L’affioramento della roccia e la possibilità di trasporto del prodotto sono da sempre state condizioni necessarie allo sviluppo dei siti produttivi, in quanto il prodotto finale, rispetto ad altri materiali edili, non era costoso e i produttori non sarebbero riusciti ad ammortizzare gli alti costi di escavazione o di trasporto legati all’approvvigionamento in siti distanti dal luogo di impiego. La presenza nei dintorni della città di Genova di un unico rilievo di formazione dolomitica, unita all’abbondanza e all’ottima qualità della pietra da calce ivi cavata, hanno determinato lo sfruttamento ininterrotto di tale risorsa almeno a partire dal XII secolo.
Una così intensa attività produttiva ha modificato nei secoli il territorio, alternandone l’aspetto e disseminandolo di tracce e manufatti, che testimoniano l’avvicendamento dei siti di cava e l’evoluzione dei tipi di fornace.
Ancora oggi sono visibili sui fianchi del monte alcune cave storiche, anche se le coltivazioni più recenti hanno in parte cancellato le più antiche, impedendo di riconoscere geometrie e segni lasciati dai cavatori.
Undici fornaci da calce, ancora oggi sopravvissute ai margini della città, in un tessuto ancora poco urbanizzato, facevano parte in origine di un insieme più ampio che si estendeva anche ai litorali di Sestri Ponente e Cornigliano. In seguito all’urbanizzazione ottocentesca, che ampliò notevolmente gli abitati costieri in un graduale e ostinato contendere di spazio alle alture dell’entroterra, il numero delle fornaci si è progressivamente ridotto.
Rimangono tuttavia numerosi toponimi tra i quali Calcinare, Bianchetta, Fornace, Bric la Bianca, che individuano ancora oggi zone di estrazione di pietre e produzione della calce.
Le calcinare sopravvissute si trovano a Sestri Ponente e in particolare sotto i versanti meridionali e orientali del Monte Gazzo. Il Monte è costituito da calcare dolomitico con solcature di carbonato di magnesio accentrato in vene formazione marina.

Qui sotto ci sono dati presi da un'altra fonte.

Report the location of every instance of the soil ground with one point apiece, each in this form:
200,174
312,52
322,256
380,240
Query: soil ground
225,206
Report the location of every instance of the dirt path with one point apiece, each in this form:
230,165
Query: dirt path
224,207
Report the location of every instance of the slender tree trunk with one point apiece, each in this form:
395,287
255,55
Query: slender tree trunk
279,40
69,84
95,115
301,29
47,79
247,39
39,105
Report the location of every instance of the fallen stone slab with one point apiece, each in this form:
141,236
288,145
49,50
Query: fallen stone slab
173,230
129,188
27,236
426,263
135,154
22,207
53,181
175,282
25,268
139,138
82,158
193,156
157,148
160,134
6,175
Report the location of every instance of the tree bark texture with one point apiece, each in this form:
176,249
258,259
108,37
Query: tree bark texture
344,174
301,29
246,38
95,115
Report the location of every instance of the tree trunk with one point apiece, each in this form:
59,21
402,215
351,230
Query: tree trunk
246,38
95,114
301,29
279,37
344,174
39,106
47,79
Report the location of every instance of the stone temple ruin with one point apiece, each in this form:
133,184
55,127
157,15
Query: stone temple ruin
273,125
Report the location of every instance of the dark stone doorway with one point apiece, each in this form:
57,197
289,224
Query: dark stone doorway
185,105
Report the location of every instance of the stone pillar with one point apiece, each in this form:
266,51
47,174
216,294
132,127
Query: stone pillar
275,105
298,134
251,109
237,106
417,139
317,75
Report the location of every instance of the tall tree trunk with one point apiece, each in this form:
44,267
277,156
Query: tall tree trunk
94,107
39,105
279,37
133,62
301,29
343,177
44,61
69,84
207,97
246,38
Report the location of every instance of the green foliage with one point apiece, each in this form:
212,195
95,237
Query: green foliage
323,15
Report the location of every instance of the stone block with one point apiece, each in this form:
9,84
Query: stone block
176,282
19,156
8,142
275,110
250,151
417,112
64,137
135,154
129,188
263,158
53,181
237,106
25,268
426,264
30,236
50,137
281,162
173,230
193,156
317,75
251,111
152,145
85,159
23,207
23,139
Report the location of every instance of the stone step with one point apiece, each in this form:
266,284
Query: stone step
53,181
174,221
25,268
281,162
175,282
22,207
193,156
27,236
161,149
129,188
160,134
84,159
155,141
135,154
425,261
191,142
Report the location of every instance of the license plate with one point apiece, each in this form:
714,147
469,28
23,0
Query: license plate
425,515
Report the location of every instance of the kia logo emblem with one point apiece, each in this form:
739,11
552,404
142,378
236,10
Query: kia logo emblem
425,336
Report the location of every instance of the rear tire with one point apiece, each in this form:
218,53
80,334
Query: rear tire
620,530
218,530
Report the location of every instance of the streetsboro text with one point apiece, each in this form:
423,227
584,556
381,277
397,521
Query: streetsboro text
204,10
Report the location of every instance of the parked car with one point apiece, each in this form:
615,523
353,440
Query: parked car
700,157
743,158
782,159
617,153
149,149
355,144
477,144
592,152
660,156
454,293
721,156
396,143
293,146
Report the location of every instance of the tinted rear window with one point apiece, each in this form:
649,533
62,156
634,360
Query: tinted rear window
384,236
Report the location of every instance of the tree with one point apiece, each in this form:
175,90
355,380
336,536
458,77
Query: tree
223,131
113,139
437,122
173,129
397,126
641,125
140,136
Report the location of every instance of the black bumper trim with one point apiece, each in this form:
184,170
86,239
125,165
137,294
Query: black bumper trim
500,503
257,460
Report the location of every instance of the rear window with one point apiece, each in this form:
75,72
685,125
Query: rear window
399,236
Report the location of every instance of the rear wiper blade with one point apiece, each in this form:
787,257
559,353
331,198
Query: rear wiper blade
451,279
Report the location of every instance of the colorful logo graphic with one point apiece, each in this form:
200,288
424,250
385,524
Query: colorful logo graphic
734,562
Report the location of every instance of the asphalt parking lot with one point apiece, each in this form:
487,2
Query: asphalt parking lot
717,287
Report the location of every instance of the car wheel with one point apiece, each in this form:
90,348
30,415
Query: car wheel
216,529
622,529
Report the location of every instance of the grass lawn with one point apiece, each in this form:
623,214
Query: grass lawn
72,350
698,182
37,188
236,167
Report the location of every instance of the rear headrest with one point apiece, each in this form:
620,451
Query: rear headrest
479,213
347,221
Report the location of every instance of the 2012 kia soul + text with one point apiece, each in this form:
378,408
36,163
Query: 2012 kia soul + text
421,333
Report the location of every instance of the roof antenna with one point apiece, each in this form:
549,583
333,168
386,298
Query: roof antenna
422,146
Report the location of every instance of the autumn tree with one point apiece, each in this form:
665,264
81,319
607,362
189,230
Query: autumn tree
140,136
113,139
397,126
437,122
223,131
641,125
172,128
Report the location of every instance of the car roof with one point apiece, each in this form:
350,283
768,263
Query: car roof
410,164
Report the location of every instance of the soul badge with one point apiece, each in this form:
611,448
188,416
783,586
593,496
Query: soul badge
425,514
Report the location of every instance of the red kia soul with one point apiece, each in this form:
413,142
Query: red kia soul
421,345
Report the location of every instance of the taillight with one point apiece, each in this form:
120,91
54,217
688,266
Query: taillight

Le fornaci, che ancora oggi caratterizzano il paesaggio dell’entroterra di Sestri Ponente sono rimaste in funzione sino agli inizi del ‘900, accanto a nuovi impianti realizzati per rispondere alle richieste di una maggiore quantità di prodotto a costi minori, alla ricerca della competitività con il “nuovo” materiale cemento.
La maggior parte delle unità produttive si compone di una fornace e di una casa attigua con magazzino. Queste ultime sono in genere edifici poveri destinati a essere l’abitazione del fornaciaro, che solitamente aveva la calcinara in locazione e solo raramente ne era il proprietario. La figura del calcinarolo, inteso come colui che produce la calce, già nel ‘200, spesso con coincideva con quella del proprietario della fornace. Si riscontrano molti atti di locazione di fornaci con annesse cave, concessi spesso anche a più di una persona e a volte sub-affittati.
Nei secoli successivi, la produzione vide in Liguria i proprietari delle fornaci entrare con forza nel ciclo della calce.
Si assiste così al passaggio della figura del calcinarolo, che gestisce in prima persona il lavoro alla fornace, all’imprenditore, che organizza l’intera filiera produttiva, il commercio, ed allo stesso tempo, gestisce più di una fornace con una produzione continua.